Corona nach DFB-Pokal: 1860 München berät sich mit Jurist
Corona-Schnelltest
Ein Corona-Schnelltest wird in einer Teststation aufbereitet.
Foto: Robert Michael/dpa-Zentralbild/ZB/Symbolbild
München – Nach dem DFB-Pokalspiel gegen den Karlsruher SC hat eine Corona-Welle den TSV 1860 München erfasst. Die «Löwen» haben sich nun Rechtsrat geholt. Die Frage ist: Was genau passierte bei der Dopingkontrolle?

Angesichts des Corona-Ausbruchs beim TSV 1860 München nach dem DFB-Pokalspiel gegen den Karlsruher SC hat sich der Fußball-Drittligist juristische Hilfe geholt. Er stehe «im Austausch mit einem renommierten Sportjuristen», sagte Sportchef Günther Gorenzel am Montag. Es gehe ihm in dieser «komplexen Bewertungslage» nicht um Schuldzuweisungen, sondern darum, Lehren aus der Situation zu ziehen. «Eine akribische Aufarbeitung ist sehr, sehr wichtig», betonte Gorenzel.

Die Hälfte der «Löwen»-Mannschaft und des Trainer-Teams befindet sich in häuslicher Quarantäne. Trainer Michael Köllner ist Gorenzel zufolge nicht mit dem Coronavirus infiziert, wurde aber als Kontaktperson eingestuft. Der Münchner Coach könne eventuell am Samstagnachmittag wieder regulär seinen Job aufnehmen. Gorenzel selbst stellt sich darauf ein, von Mittwoch an das Training mit dem Rumpfkader zu leiten. «Ich hoffe, dass ich am Mittwoch fit bin», sagte der Österreicher leicht schmunzelnd.

1860 setzt den Corona-Ausbruch in Zusammenhang mit dem 0:1 am vergangenen Dienstag im DFB-Pokal gegen den Karlsruher SC. «Die positiven Fälle traten bei Teammitgliedern der Löwen auf, die sich im Rahmen der Dopingkontrolle und weiteren gemeinsamen Pflichtterminen zusammen mit Spielern und Funktionären des KSC in geschlossenen Räumen aufgehalten haben», hieß es in der damaligen Mitteilung der Münchner. Der KSC hatte am Freitagvormittag gleich 16 Corona-Fälle im Kader an die Deutsche Fußball Liga (DFL) gemeldet.

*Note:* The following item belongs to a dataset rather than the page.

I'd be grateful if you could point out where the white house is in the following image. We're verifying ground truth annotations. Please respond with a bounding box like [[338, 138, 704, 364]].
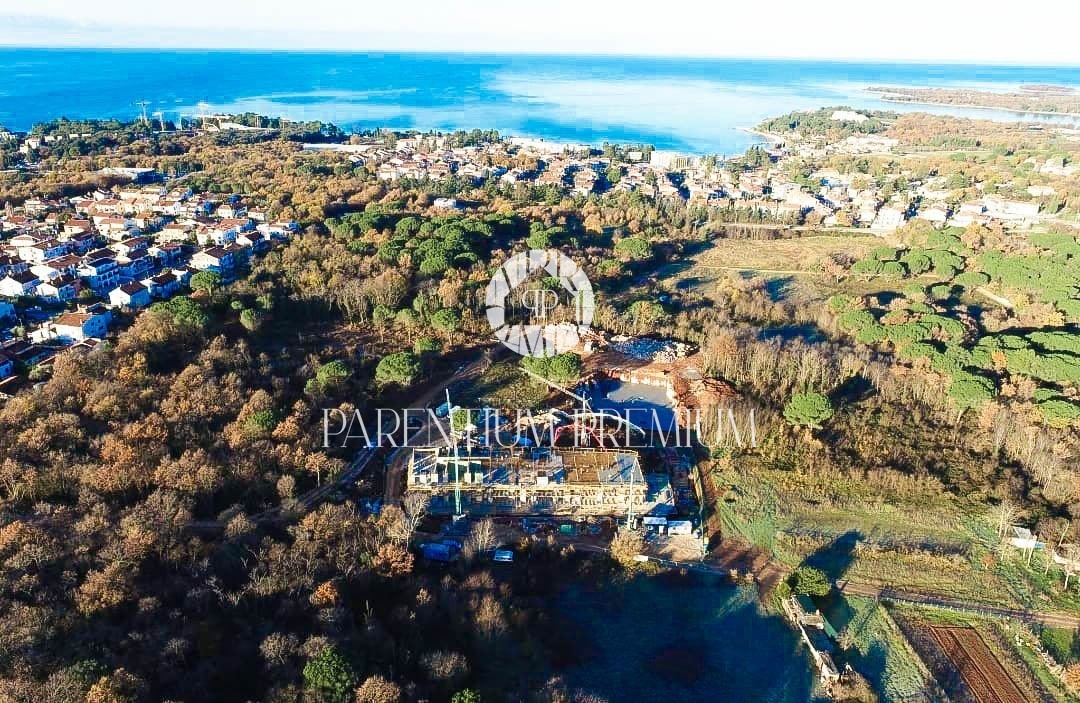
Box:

Gorenzel berichtete, dass es im Rahmen der Dopingkontrolle zu einem Vorfall gekommen sei, wonach Spieler ohne Maske, ohne entsprechende Distanz und über einen zu langen Zeitraum beieinander gewesen seien. Dieses Vorkommnis sei nun «Gegenstand von Untersuchungen». Gorenzel versicherte aber, dass sich die betreffenden «Löwen»-Spieler an die Vorgaben der Doping-Kontrolleure gehalten hätten.

Infolge der Corona-Wucht waren die Partien der «Löwen» gegen Türkgücü München am Samstag und gegen den 1. FC Kaiserslautern am Dienstag abgesetzt worden. Gorenzel steht nach eigener Aussage im Austausch mit dem Deutschen Fußball-Bund. Ob das Auswärtsspiel des TSV am Sonntag gegen Viktoria Köln stattfinden kann, ist abzuwarten. «Das ist noch zu weit gegriffen», meinte Gorenzel. «Wir müssen von Tag zu Tag denken.»